This post is about my understanding of André van Tonder's SRFI 72 - a specific way of implementing hygiene, which differs from more widely used hygienic systems such as the venerable syntax-case.
It must be said that hygiene is still an area of active research. There be dragons. Nevertheless, van Tonder is quite confident of his design, going so far as calling it "improved hygiene". David Herman, who wrote the
bookdissertation on the theory of hygienic macros is skeptical. Anton van Straaten makes some mediatory points. Matthew Flatt raises even more mind-bending questions.
That said, for a hygiene noob like me, SRFI 72 seems to be an elegant and workable design. I wrote a half-assed Lisp->C compiler that contains a SRFI 72 inspired macro system (here's a test from SRFI 72 in my Lisp that works -- phew) and the experience was quite pleasurable. Of the couple thousand lines of C in the system, only a couple dozen or so deal with hygiene.
Basically, what SRFI 72 says is this: when you create a piece of code using the code constructors syntax or quasisyntax, e.g.
(syntax (let ((x 1)) (foo x)))
the identifiers in there (let, x, foo) get a fresh hygiene context (or "color"). Thus they won't conflict with identifiers of another color -- such as those created by somebody else (e.g. another macro, or the user's source). That was the easy part.
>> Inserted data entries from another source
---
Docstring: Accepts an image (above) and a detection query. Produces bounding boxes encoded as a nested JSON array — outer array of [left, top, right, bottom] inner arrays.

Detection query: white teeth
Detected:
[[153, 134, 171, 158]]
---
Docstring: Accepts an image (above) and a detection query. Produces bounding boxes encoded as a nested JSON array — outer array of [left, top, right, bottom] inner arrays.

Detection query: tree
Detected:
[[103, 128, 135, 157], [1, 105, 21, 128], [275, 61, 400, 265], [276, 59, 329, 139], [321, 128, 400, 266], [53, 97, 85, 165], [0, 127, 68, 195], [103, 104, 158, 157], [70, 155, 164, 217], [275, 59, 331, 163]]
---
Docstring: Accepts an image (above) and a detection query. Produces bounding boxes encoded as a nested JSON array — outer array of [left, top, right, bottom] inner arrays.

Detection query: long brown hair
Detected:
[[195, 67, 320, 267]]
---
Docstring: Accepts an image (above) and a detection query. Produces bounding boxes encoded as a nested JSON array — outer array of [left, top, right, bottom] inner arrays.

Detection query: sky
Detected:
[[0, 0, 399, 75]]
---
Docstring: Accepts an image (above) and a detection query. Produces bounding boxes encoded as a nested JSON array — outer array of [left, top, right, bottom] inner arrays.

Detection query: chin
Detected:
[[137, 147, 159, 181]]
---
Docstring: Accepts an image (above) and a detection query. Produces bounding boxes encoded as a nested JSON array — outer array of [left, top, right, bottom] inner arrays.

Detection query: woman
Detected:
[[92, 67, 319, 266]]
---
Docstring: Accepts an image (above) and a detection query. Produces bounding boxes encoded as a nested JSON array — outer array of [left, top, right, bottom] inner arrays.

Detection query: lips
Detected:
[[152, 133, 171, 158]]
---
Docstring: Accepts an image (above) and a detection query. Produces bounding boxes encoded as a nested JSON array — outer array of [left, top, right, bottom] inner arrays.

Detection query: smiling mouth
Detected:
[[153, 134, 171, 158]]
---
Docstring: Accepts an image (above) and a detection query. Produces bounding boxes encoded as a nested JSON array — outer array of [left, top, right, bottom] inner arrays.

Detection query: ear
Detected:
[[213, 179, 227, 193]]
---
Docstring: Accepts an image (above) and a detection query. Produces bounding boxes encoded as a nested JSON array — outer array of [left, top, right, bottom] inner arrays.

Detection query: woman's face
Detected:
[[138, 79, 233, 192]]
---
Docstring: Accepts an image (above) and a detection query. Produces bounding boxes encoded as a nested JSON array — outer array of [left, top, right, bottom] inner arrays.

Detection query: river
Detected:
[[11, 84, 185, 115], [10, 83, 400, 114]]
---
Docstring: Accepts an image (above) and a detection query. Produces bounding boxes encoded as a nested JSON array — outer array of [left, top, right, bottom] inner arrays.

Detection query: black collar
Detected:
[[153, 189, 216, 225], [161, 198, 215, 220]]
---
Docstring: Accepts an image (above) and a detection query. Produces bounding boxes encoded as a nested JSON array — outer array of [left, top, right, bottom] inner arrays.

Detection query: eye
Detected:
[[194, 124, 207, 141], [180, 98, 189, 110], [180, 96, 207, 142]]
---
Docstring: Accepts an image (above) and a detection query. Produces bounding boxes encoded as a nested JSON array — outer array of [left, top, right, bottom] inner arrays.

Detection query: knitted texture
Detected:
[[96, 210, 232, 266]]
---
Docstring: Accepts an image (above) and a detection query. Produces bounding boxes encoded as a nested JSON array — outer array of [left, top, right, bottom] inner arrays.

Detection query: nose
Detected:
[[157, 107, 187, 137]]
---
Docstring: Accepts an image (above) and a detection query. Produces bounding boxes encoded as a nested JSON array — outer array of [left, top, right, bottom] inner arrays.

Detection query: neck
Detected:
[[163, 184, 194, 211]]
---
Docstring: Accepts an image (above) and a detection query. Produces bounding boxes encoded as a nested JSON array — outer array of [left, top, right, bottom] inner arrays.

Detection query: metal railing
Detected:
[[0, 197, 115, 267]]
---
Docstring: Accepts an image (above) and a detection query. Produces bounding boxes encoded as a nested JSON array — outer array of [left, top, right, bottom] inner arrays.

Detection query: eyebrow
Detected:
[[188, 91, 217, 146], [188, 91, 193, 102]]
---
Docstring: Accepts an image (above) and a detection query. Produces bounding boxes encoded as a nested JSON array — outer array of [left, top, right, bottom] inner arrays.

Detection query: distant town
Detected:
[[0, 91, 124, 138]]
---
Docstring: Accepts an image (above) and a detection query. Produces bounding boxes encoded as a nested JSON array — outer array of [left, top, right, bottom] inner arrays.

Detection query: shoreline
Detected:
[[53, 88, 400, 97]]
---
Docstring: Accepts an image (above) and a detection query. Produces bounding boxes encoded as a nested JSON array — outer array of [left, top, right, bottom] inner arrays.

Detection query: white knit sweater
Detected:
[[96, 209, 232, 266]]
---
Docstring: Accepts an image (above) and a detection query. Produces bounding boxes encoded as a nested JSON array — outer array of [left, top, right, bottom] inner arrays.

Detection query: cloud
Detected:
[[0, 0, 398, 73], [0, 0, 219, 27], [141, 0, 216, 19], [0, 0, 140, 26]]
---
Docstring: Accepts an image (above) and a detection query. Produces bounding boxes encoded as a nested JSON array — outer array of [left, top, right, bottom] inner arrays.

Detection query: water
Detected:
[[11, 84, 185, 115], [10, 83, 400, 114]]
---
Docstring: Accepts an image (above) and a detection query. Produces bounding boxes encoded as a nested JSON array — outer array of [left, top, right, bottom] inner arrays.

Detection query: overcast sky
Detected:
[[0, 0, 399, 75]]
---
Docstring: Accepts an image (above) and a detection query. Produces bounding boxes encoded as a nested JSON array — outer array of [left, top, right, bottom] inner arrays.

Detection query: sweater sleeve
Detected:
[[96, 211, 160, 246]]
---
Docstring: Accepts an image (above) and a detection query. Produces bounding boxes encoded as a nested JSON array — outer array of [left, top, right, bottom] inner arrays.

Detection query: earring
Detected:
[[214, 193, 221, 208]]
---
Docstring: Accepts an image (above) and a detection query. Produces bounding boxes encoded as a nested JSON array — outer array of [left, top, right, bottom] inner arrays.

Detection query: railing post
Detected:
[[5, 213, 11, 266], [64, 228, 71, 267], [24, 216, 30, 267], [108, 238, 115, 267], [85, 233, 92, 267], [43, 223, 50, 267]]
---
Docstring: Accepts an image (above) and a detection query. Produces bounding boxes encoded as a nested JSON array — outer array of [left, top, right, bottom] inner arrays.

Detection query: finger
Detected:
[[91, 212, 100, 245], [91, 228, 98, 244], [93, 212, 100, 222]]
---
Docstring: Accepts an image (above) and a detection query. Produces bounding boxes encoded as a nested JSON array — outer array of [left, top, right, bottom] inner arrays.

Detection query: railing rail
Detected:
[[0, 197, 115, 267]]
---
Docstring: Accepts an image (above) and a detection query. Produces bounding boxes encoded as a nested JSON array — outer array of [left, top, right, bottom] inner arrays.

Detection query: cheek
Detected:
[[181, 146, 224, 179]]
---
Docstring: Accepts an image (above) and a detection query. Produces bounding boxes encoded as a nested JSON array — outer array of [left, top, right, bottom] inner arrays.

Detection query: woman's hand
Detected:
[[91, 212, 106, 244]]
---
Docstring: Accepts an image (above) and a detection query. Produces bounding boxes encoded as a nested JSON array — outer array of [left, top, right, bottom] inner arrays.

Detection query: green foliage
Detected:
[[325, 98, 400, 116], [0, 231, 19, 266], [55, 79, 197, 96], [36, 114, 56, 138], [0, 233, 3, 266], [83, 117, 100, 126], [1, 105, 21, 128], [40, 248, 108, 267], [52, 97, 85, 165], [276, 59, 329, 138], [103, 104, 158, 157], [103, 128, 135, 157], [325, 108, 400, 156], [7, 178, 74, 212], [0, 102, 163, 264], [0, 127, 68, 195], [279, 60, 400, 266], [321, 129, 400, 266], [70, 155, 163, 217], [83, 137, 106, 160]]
Additionally, SRFI 72 makes such pieces of code obey a discipline that is similar to lexical scoping. That is the meaning of 72's money quote that van Tonder repeats multiple times, in the hope of hammering his point home:
the evaluation of any nested, unquoted syntax or quasisyntax forms counts as part of the evaluation of an enclosing quasisyntax.
Say we have some piece of silly code, like:
(quasisyntax (bla bla bla ,(some-unquoted-stuff (lambda () (quasisyntax (bla bla bla))))))
The outer quasisyntax constructs/quotes the piece of code. Then the "," unquotes and we call some contrived function that happens to take a lambda as argument. Then, inside the lambda there's another quasisyntax, so we're quoted again. The contrived unquoted stuff and the lambda don't matter. What matters is that there's an inner quasisyntax lexically embedded in the outer quasisyntax.
Now, SRFI 72's money quote tells us that the inner quasisyntax's bla's have the same color as the outer quasisyntax's bla's. Why? Because the inner quasisyntax is lexically nested in the outer quasisyntax, and like a lexical variable binding, the outer quasisyntax's color is "inherited" down to the inner quasisyntax.
This took me a looooooooooooooooooong while to figure out, and I hope that this post will help those trying to understand SRFI 72.